Bank Customer Segmentation

My attempt landed me the next stage of interview for Senior DS Role, which I declined to proceed further.

Business Problem Overview

The bank aims to increase its customer base and revenue by identifying potential affluent customers within its Existing To Bank (ETB) segment. By upgrading these customers from normal to affluent status, the bank can offer tailored products and services to enhance satisfaction and drive revenue growth.

Target Segment

Focus on the Existing To Bank (ETB) customers, particularly those currently classified as normal but with the potential to become affluent.

Data Utilization

Analyze a comprehensive dataset featuring various customer attributes and a binary label indicating 'affluent' or 'normal' status to identify potential candidates for upgrade.

Expected Result

The bank is poised to effectively identify and target hidden affluent customers within the ETB segment, leading to increased revenue, customer satisfaction, and a stronger market presence.

Machine Learning Problem Definition:

Objective

Customer Segmentation: Utilize supervised machine learning (classification) to identify potential affluent customers within the ETB segment.
Identification of Upgrade Candidates: Predict whether a customer should be classified as affluent or normal based on their data profile, focusing on maximizing recall for the affluent class.

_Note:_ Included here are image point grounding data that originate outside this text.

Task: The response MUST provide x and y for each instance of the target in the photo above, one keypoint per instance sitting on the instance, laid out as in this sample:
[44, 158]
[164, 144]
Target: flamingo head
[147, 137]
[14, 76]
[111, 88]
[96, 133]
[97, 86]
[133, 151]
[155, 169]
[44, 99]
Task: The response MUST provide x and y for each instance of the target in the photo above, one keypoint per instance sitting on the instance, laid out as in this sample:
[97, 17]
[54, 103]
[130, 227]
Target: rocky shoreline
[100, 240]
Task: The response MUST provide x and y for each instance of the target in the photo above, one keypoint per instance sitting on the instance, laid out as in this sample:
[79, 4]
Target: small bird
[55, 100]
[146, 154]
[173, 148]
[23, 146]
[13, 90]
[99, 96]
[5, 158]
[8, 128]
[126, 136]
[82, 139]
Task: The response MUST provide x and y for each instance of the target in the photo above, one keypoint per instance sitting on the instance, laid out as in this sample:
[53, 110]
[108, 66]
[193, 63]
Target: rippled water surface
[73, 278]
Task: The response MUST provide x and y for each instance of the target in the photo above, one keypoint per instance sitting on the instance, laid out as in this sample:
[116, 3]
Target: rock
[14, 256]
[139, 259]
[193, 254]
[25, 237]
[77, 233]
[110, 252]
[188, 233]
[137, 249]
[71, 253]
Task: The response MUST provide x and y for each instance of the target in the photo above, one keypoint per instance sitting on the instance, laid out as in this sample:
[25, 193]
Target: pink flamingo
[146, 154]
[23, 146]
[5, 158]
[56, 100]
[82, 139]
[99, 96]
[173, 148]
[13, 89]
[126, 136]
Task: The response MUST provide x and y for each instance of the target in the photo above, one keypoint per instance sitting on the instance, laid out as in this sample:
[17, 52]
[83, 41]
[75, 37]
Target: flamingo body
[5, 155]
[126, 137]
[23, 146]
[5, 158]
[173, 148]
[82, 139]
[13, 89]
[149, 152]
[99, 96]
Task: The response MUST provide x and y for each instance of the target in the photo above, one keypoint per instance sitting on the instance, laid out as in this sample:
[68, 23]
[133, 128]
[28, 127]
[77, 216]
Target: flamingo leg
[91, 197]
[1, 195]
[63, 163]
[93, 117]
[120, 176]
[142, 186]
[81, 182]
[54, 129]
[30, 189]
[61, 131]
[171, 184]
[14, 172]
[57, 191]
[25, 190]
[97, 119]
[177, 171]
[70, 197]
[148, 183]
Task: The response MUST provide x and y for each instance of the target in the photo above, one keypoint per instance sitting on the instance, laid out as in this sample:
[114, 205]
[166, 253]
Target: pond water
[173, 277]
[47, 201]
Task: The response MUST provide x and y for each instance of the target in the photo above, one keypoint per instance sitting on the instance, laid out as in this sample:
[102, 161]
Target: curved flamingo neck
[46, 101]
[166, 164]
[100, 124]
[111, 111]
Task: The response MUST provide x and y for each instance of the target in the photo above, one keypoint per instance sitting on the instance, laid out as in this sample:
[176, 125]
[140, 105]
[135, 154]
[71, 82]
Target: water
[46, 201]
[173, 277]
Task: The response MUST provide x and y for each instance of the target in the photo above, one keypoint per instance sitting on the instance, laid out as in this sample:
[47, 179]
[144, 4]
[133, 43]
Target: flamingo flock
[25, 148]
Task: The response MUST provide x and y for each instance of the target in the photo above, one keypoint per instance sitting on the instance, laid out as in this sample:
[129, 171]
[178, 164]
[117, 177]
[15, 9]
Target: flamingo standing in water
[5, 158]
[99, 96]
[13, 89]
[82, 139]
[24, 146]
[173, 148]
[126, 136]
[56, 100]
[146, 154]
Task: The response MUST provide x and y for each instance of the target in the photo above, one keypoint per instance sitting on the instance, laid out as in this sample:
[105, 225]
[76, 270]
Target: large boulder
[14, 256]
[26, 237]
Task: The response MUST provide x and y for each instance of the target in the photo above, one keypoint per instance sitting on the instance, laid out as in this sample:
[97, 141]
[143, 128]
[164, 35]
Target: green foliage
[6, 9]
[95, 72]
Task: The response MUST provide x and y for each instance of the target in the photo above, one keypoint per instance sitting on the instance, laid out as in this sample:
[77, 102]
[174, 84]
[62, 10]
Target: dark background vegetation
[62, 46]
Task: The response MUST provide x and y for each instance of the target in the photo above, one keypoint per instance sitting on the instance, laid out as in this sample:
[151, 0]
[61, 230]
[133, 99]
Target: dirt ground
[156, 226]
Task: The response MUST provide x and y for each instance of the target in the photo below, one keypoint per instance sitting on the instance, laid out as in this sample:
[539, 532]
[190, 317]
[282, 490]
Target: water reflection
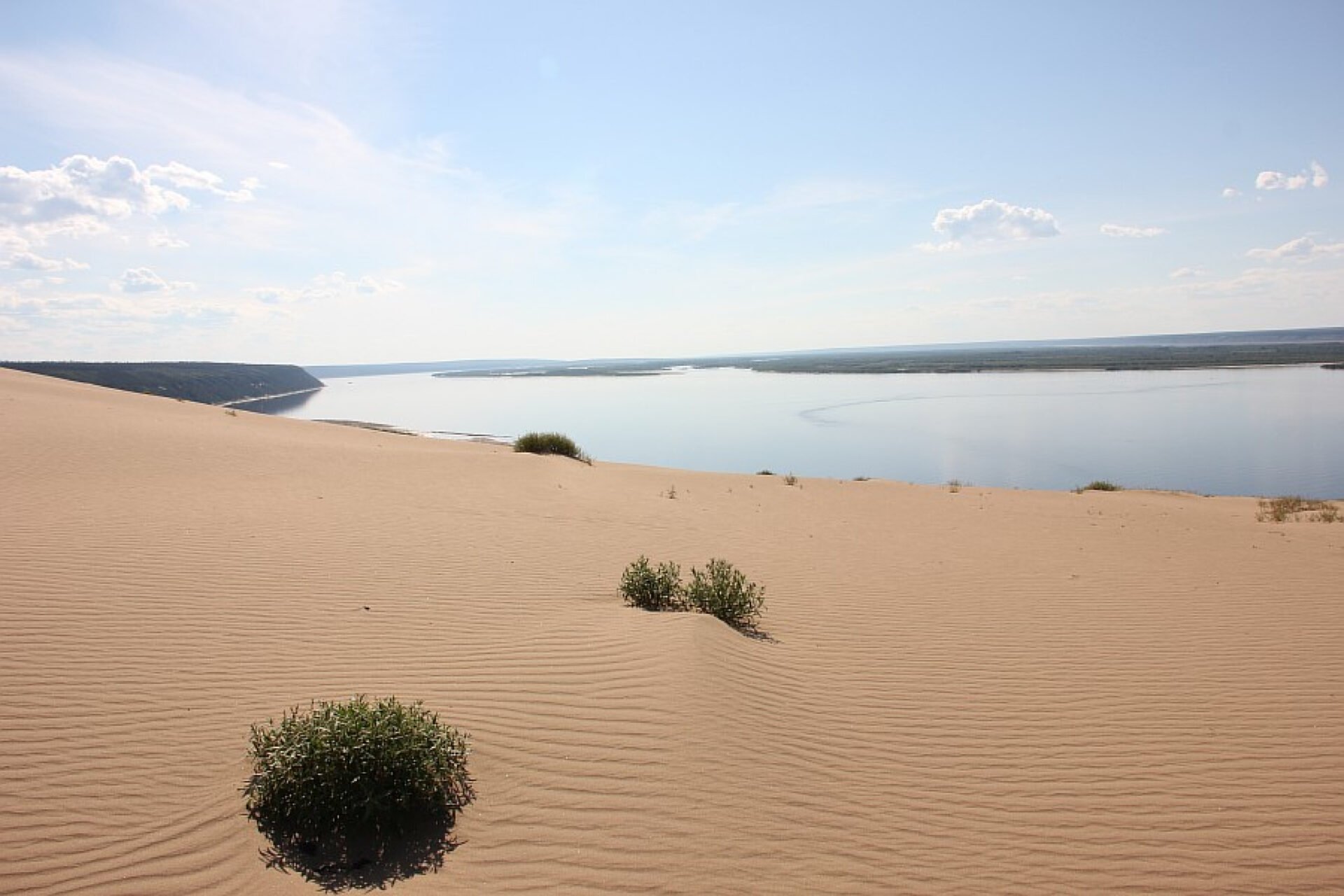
[1218, 431]
[283, 406]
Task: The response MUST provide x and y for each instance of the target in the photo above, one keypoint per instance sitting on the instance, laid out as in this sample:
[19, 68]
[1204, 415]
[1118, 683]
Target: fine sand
[977, 692]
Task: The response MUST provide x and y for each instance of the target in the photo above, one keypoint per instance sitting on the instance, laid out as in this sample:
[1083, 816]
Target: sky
[349, 182]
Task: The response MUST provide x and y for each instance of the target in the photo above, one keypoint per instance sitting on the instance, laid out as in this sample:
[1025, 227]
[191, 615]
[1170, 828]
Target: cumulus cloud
[141, 280]
[187, 178]
[1303, 248]
[163, 239]
[1313, 176]
[991, 219]
[1133, 232]
[84, 195]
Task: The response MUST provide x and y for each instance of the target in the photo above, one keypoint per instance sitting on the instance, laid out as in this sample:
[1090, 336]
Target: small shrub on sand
[355, 776]
[1292, 507]
[722, 592]
[550, 444]
[654, 589]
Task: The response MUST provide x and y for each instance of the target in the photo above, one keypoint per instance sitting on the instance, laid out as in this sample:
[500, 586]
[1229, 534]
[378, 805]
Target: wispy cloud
[1303, 248]
[1313, 176]
[141, 280]
[1132, 232]
[326, 286]
[84, 197]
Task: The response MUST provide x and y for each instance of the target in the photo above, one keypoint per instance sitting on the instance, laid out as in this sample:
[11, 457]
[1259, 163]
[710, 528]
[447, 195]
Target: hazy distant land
[1187, 351]
[188, 381]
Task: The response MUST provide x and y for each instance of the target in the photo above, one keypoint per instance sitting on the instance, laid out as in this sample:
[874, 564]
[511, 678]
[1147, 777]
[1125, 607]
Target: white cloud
[85, 195]
[1303, 248]
[326, 286]
[187, 178]
[1313, 176]
[991, 219]
[141, 280]
[81, 187]
[163, 239]
[1135, 232]
[31, 261]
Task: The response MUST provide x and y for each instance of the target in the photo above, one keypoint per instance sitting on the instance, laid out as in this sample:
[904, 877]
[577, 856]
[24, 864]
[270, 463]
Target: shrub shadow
[755, 633]
[365, 862]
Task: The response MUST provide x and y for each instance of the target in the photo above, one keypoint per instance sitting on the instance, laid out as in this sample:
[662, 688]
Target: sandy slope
[986, 691]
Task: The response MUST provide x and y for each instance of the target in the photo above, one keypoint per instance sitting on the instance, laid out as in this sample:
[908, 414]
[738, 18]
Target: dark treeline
[1110, 358]
[190, 381]
[965, 360]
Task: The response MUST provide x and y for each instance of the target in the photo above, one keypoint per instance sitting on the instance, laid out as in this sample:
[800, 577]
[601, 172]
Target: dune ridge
[986, 691]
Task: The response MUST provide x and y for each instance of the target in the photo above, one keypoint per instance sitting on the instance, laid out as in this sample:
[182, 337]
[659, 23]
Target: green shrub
[1292, 507]
[355, 773]
[550, 444]
[654, 589]
[722, 592]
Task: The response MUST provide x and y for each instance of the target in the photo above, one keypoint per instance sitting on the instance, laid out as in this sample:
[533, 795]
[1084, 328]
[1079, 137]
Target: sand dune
[987, 691]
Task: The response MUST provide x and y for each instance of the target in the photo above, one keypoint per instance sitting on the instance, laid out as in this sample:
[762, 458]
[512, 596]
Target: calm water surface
[1219, 431]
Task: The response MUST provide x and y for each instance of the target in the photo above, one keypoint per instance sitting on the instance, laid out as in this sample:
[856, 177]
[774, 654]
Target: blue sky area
[377, 182]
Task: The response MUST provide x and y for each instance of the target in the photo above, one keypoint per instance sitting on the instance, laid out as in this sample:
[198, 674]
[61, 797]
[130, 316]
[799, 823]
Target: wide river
[1217, 431]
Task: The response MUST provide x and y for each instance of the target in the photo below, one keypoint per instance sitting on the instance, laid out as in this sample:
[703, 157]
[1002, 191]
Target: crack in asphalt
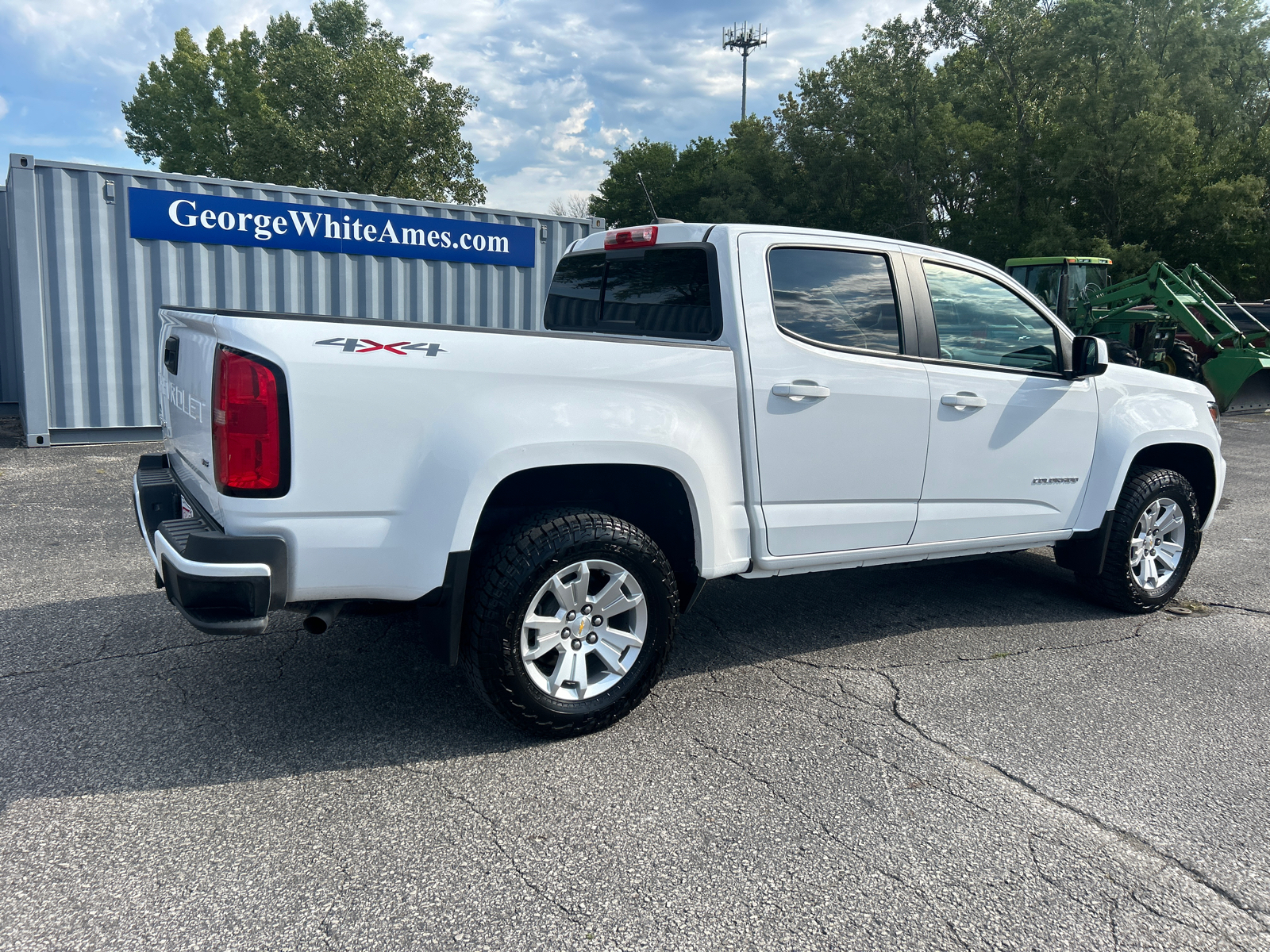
[98, 659]
[1238, 608]
[328, 935]
[1126, 837]
[498, 844]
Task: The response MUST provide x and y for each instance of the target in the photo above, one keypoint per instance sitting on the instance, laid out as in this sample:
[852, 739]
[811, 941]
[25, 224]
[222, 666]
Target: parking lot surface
[964, 755]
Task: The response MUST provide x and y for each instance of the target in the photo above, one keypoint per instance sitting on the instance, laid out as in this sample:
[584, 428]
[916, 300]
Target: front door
[1011, 440]
[841, 414]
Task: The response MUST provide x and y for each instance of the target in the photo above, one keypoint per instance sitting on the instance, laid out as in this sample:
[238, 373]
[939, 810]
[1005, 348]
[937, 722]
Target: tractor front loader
[1162, 321]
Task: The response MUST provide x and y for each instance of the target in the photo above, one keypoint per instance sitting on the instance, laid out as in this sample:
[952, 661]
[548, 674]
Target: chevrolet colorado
[704, 401]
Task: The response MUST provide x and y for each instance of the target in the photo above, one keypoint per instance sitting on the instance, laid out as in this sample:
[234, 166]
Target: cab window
[840, 298]
[982, 321]
[657, 292]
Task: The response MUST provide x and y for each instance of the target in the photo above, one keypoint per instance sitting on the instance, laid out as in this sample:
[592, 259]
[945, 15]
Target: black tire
[1117, 585]
[510, 575]
[1119, 352]
[1184, 359]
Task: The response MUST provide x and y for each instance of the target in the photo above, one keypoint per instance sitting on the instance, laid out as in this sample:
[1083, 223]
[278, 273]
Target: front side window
[982, 321]
[660, 292]
[841, 298]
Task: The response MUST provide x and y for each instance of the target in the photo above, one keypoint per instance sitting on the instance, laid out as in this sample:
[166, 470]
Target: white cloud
[560, 83]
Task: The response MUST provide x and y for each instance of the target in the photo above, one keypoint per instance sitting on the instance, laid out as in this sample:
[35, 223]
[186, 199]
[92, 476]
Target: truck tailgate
[186, 366]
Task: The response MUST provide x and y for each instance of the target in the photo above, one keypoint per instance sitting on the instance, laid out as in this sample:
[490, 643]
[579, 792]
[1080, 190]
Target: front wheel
[1153, 541]
[571, 625]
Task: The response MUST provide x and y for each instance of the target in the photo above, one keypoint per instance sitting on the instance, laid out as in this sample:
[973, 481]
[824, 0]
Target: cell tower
[746, 38]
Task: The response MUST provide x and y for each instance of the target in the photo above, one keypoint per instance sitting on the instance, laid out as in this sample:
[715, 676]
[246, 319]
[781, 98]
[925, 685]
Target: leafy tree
[340, 105]
[1134, 129]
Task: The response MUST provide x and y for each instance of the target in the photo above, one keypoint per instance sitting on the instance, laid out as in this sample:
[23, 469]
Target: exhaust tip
[323, 617]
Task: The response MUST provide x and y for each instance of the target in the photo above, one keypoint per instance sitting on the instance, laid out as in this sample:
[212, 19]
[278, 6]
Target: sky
[560, 83]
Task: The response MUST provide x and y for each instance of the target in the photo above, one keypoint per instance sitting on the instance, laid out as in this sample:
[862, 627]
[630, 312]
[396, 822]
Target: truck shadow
[117, 693]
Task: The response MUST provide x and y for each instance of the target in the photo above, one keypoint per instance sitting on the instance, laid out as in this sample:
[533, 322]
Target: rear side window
[660, 292]
[841, 298]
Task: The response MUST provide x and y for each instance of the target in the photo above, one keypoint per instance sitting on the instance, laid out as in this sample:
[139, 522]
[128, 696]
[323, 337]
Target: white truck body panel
[395, 454]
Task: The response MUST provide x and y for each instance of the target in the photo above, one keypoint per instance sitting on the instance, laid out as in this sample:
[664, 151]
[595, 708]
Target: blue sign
[224, 220]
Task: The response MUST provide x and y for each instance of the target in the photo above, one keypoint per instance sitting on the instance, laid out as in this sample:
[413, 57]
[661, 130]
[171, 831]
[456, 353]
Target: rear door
[841, 400]
[187, 353]
[1011, 440]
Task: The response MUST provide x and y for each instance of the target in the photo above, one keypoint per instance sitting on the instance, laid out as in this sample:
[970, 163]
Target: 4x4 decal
[365, 346]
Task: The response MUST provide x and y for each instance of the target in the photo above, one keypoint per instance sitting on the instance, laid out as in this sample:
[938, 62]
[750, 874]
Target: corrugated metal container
[10, 365]
[79, 328]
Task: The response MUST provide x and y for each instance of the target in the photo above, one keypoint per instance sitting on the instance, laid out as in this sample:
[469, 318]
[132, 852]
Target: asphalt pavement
[963, 755]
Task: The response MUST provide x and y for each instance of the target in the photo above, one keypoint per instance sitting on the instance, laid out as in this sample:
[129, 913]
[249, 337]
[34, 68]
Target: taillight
[247, 437]
[632, 238]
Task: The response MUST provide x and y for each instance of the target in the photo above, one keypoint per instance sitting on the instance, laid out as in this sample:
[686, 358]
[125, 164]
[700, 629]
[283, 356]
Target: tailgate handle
[171, 353]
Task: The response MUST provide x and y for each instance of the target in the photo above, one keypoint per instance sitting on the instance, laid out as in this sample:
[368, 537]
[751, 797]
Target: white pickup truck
[706, 401]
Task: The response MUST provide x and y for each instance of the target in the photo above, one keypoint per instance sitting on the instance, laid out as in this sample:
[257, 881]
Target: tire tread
[502, 571]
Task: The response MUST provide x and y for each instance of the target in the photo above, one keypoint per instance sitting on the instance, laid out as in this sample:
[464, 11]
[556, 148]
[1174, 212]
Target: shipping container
[90, 253]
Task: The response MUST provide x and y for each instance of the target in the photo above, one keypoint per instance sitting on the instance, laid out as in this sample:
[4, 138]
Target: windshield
[1085, 281]
[1041, 279]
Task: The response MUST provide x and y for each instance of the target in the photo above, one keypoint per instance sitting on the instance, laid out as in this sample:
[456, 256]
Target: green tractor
[1181, 324]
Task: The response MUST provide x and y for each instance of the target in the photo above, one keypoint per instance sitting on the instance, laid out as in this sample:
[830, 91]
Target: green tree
[340, 105]
[741, 179]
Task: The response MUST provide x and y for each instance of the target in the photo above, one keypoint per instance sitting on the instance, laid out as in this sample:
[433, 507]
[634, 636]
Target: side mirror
[1089, 357]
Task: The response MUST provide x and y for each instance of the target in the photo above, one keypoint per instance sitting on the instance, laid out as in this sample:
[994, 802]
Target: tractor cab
[1062, 282]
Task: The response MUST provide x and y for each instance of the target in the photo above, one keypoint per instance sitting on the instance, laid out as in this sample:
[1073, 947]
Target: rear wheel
[1155, 539]
[572, 622]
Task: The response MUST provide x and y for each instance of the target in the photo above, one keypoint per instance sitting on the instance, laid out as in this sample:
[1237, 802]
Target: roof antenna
[656, 220]
[641, 177]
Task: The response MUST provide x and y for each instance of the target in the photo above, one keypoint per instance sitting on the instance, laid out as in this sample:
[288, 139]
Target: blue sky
[560, 83]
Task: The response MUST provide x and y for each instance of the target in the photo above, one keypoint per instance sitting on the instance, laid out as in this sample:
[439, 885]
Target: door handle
[799, 390]
[963, 401]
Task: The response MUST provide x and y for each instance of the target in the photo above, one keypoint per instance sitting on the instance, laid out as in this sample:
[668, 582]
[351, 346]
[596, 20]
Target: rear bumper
[222, 584]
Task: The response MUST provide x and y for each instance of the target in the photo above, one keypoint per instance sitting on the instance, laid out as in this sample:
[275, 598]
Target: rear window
[660, 292]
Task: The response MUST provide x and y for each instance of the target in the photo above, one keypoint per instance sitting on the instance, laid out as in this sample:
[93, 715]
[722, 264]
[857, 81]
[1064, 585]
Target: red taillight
[632, 238]
[247, 440]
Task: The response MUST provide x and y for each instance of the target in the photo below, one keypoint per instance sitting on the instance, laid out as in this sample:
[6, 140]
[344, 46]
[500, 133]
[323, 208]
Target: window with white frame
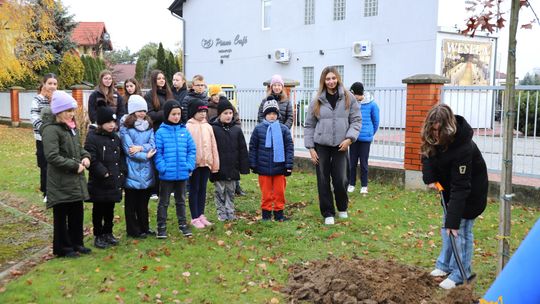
[371, 8]
[308, 77]
[341, 71]
[369, 74]
[309, 12]
[266, 6]
[339, 9]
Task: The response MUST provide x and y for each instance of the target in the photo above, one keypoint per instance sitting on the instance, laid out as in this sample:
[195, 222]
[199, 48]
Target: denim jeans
[446, 261]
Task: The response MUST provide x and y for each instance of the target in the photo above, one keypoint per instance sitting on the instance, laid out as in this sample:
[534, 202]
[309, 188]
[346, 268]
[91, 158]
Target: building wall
[403, 36]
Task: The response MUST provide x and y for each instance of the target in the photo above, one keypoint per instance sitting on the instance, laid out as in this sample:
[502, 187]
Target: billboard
[467, 63]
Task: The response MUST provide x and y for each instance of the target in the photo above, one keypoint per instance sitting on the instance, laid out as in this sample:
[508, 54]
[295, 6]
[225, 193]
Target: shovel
[452, 237]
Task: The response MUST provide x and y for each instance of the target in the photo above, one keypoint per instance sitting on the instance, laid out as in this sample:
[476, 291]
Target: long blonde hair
[323, 88]
[442, 115]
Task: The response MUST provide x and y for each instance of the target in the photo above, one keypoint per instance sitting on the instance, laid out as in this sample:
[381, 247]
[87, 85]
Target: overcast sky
[134, 23]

False positives would actually be the hidden affluent customers to target.

Data Overview

Features: Customer data from the provided dataset, including demographic information, transaction history, account balances, etc.
Labels Usage: Binary labels indicating whether each customer is affluent or normal, used for training and evaluating the classification model.

Model Development

Preprocessing and Feature Engineering: Clean and preprocess data to ensure it's suitable for classification, including handling missing values, encoding categorical variables, etc.
Model Selection: Choose appropriate classification algorithms (e.g., XGBoost, Random Forest) to predict the target variable effectively.
Model Evaluation: Given the best model choice, tune the model with a focus on maximizing recall for the affluent class.

Business Application

Targeted Marketing: Utilize predictions from the classification model to target potential affluent customers with tailored marketing campaigns and product offerings.
Segment Analysis: Analyze the characteristics and behaviors of predicted affluent customers to refine marketing strategies and enhance customer engagement.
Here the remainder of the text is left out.